Our son enlisted in the USMC right after high school graduation. Five years later, on his second enlistment, he tells us he was “really in love this time,” with a fellow Marine. Deme was a woman we had never even heard of, let alone met.
To say we were in shock would be an understatement. We were in Pennsylvania. They were in Hawaii. A getting-to-know-you visit was out of the question. This was long before Skype and social media, so it was left to phone calls and/or letters. Fortunately, Deme was just as interested in trying to get along for Doug’s sake as we were.
While the past 16 years have had their rocky moments, the key to getting through those moments, as in every other situation, was a willingness to communicate and at least look at each other’s point of view.

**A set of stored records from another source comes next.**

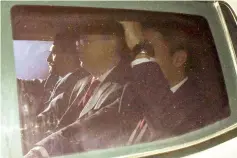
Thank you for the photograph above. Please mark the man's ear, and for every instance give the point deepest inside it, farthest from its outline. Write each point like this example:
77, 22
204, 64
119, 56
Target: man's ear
179, 58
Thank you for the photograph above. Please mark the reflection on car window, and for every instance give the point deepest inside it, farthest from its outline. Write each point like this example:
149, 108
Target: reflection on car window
115, 81
230, 19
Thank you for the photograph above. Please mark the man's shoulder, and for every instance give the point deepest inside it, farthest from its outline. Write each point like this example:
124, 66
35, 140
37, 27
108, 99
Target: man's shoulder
73, 77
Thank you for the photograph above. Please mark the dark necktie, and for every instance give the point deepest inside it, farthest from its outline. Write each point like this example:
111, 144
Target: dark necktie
73, 112
91, 89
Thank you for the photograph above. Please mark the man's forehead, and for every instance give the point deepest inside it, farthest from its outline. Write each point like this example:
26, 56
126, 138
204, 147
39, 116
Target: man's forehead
152, 33
96, 36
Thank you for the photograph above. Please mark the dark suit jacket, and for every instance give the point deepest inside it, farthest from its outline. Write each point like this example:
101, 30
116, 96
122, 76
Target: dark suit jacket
149, 97
169, 114
58, 101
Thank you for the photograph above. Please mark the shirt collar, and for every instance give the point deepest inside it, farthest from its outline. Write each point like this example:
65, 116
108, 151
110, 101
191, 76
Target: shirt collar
103, 76
177, 86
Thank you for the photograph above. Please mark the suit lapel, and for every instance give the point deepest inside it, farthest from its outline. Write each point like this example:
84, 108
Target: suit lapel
94, 98
79, 90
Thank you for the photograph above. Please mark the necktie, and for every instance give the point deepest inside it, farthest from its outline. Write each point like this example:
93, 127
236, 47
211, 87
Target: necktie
93, 85
73, 113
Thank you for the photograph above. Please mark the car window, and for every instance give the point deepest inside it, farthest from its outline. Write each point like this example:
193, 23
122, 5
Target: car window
116, 78
230, 19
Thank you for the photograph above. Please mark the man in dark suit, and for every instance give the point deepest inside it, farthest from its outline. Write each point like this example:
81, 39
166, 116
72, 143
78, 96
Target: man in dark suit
35, 95
104, 54
173, 104
153, 105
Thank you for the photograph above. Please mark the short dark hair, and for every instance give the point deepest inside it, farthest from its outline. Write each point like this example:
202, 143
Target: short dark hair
176, 38
105, 27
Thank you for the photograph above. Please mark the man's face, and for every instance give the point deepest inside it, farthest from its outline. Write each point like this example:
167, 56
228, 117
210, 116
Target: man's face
58, 61
95, 51
162, 55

That has seen us through multiple deployments, overseas tours and thousands and thousands of miles between us (although from 1988 to 2001 we lived two blocks apart, which is a whole other story).
These are the thing make someone a good parent-in-law, also makes for a good daughter-in-law or son-in-law.
1.Tops is LOVE. In our case, Deme’s love for my son comes through in everything she does. I admit he’s far from perfect, and while she also admits he has shortcomings, she loves him anyway, just as I do.
2. Keep us in the family loop. Communicate, communicate, communicate, which is a lot easier with today’s social media. Facebook photos, emails, texts don’t take the place of a good, long phone chat, but they go a long way to making us feel like we are still an important part of our son’s life.
3.Remember patience is a two way street. This is my baby we are talking about. Sometimes it’s hard to see beyond the childhood memories. He left us as a teen, worried about acne and the like. It’s sometimes hard to reconcile that with the man you know, the father of your kids/our grandkids. He’s spent so much time away from “home.” How the heck did he grow up without us knowing? (When did I become middle aged?)
4.Visit with us. Whether we come to visit you, or you come to visit us, don’t lock yourself away, physically or mentally. How can we bring you inside the family if you insist on acting like we have “cooties.”
5. Invite us. Ask us to be part of your family. Even if we can’t make it to the birthday parties, etc., it’s nice to be invited. Follow that up with a photo (or 20).
6. Accept our help. You don’t have to do it alone. Our son chose you, so you are someone special. Most grandparents would love to spend some alone time with the kids, so go out with your friends once in a while. Even better, let the kids with us while you and your spouse enjoy a night out on your own, especially before and after deployments. Heck, make it a weekend.
7. Allow us to brag about our grandchildren. The years pass by so quickly. In many cases, our grandchildren are growing up without us. So please share their silly stories, photos, report cards, etc.
8. Have some concern for us. Ask how we’re doing and listen to our answers. Let us share our memories from your spouse’s childhood. Get to know who we are besides just parents/grandparents.
9. Help us stay informed – Please don’t make us hear about our “baby’s” deployment from the media. Unless we come from a military background, we have no idea what a FRG is unless you tell us. Yes, it should be his job, but he probably won’t even think of that.
10. Do unto others as you would have them do unto you . We all have our faults, but a little respect, concern, compassion and love goes a long, long way.
Our son and daughter-in-law are in the U.S. Air Force now. He is on active duty. She is a milspouse. They have gifted us with three precious grandchildren. Our daughter-in-law practices each and every one of these “talking points,” allowing us to be part of her/their family even though they are too far away for regular visits.
I hope I am as good of a mother-in-law as she is a daughter-in-law. Every person, every relationship is different, but a little respect goes a long, long way. If we, as parents, want to continue to be part of our grown children’s lives, we must learn to share. That goes the same for our children’s spouses.
Kathy Kunkel lives in the coal regions of Pennsylvania. Her husband is a former Marine. Her son spent 8 years in the Marine Corps and is now in the Air Force. Mrs. Kunkel is not currently accepting applications for new daughters-in-law, but wishes you and yours every happiness.